1. Define decent earners (self employed)
2. Yeah that sucks but there is a cap
3. Corporate tax in DE is too damn high indeed
4. Not bad compared to the rest of Europe
5. Inheritance tax brackets are wiiiiide though… €1m to ur kid is 7.5% effectively (UK takes 27% at £1m and France 21.4%) and €10m is 19.3% effectively. It’s not that bad of a nightmare
6. It’s harsh (for >1% stake holders)
1. Define decent earners (self-employed)
Let’s be blunt: anyone grossing €68K+ as a solo self-employed professional OR employee , which is not exceptional especially for our target audience here , is already reaching 42% in the 2025 tax year (and even numbers a bit under that are achieving the 40% range). Add compulsory insurance contributions and you’re easily losing 50%+ of every marginal euro. And God help you if you hit €277K , that’s 45% income tax plus everything else. So yes, “decent earner” includes a lot more people than the media likes to admit.
2. Yeah that sucks but there is a cap
Sure, but only for employee contributions , not for the self-employed, where the state bleeds you dry on both sides of the equation. You pay both the employer and employee shares of those social contributions. So unless you’re running a GmbH and gaming optimal dividend/salary mixes (which, by the way, gets nuked once you want to reinvest or hire), you’re still in the grinder.

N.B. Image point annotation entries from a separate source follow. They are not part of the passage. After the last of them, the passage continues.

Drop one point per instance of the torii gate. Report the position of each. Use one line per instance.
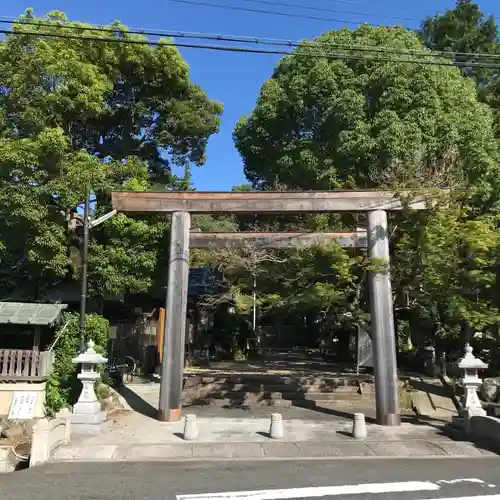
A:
(182, 204)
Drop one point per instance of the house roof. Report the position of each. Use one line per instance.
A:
(25, 313)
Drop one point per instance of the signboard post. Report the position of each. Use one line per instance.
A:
(23, 405)
(365, 349)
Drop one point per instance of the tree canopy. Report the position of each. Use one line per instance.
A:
(81, 113)
(325, 123)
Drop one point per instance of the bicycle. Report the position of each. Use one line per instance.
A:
(120, 367)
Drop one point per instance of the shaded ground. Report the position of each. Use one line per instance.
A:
(286, 362)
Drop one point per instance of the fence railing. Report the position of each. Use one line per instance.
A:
(18, 365)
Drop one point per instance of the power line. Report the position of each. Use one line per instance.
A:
(357, 2)
(222, 48)
(270, 12)
(249, 40)
(323, 9)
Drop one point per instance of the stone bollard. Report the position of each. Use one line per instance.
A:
(276, 430)
(190, 428)
(359, 426)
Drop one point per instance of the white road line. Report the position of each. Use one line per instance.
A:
(477, 497)
(322, 491)
(455, 481)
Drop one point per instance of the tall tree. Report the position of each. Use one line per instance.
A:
(468, 32)
(91, 112)
(324, 123)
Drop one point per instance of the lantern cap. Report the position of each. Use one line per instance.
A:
(90, 356)
(469, 361)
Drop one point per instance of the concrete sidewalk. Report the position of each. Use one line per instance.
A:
(269, 450)
(135, 437)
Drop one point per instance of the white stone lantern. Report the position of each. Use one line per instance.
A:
(87, 414)
(471, 382)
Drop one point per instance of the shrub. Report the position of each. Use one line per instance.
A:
(63, 387)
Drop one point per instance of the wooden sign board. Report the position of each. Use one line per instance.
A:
(23, 405)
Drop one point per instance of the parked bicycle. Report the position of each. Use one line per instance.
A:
(121, 369)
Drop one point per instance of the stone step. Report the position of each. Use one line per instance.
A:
(261, 398)
(267, 379)
(312, 389)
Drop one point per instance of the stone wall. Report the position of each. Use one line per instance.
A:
(49, 435)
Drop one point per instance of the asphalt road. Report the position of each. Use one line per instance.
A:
(376, 479)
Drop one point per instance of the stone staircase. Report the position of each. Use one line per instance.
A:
(278, 390)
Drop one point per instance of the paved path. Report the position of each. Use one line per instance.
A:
(346, 479)
(137, 437)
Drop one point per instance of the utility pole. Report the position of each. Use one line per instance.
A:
(254, 297)
(83, 284)
(87, 225)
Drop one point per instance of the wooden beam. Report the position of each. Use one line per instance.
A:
(276, 240)
(259, 202)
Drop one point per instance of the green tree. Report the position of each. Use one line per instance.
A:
(466, 30)
(323, 123)
(78, 113)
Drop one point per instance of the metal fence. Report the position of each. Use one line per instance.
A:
(19, 365)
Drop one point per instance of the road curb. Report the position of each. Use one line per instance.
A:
(272, 451)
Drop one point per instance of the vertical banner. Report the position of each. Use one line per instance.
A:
(160, 333)
(365, 349)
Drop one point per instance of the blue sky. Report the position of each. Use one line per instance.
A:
(235, 79)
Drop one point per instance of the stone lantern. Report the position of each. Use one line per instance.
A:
(471, 382)
(88, 418)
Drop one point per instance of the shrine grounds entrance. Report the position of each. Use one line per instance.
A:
(182, 204)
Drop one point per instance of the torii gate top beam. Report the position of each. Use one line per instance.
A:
(276, 240)
(263, 202)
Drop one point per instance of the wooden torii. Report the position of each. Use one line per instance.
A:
(182, 204)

3. Corporate tax in DE is too damn high indeed
Exactly. And it’s not just the headline rates , it’s the compliance burden, the limitless bureaucracy, and the uncertainty that kills businesses. One cost is paying the tax and another is filling the tens of forms and answering their questions. Try getting a clear answer from Finanzamt on how X is taxed, how you should report Y. You won’t. They’ll “interpret” it retroactively and you’ll pay the price.
4. Not bad compared to the rest of Europe
That’s like saying lung cancer is better than pancreatic cancer.
Theft is theft. Look at the global picture. Territorial tax regimes (Singapore, Uruguay, etc.), 0% cap gains (Caymans, Bahamas), no inheritance tax (Georgia and lots of places). Europe is nothing more than a legacy tax trap (and generally an area not safe for your mental and physical health), not a model to aspire to.
5. Inheritance tax brackets are wiiiiide though…
Yeah, until they’re not. Try passing illiquid business assets or real estate at high value to your heirs without triggering forced sales. €1M might be enough for some ETF portfolio, but for generational entrepreneurs or family businesses it’s a death sentence by installment. Germany incentivizes liquidation, not continuity.
6. It’s harsh (for >1% stake holders)
Exactly , which is who this conversation is about. This forum is full of one-percenters who are tired of acting as
state cash cows! The exit tax is pure serfdom: leave the country with your own shares and the state pretends you "sold" them, then demands payment on phantom income. It’s not policy, it’s a hostage clause.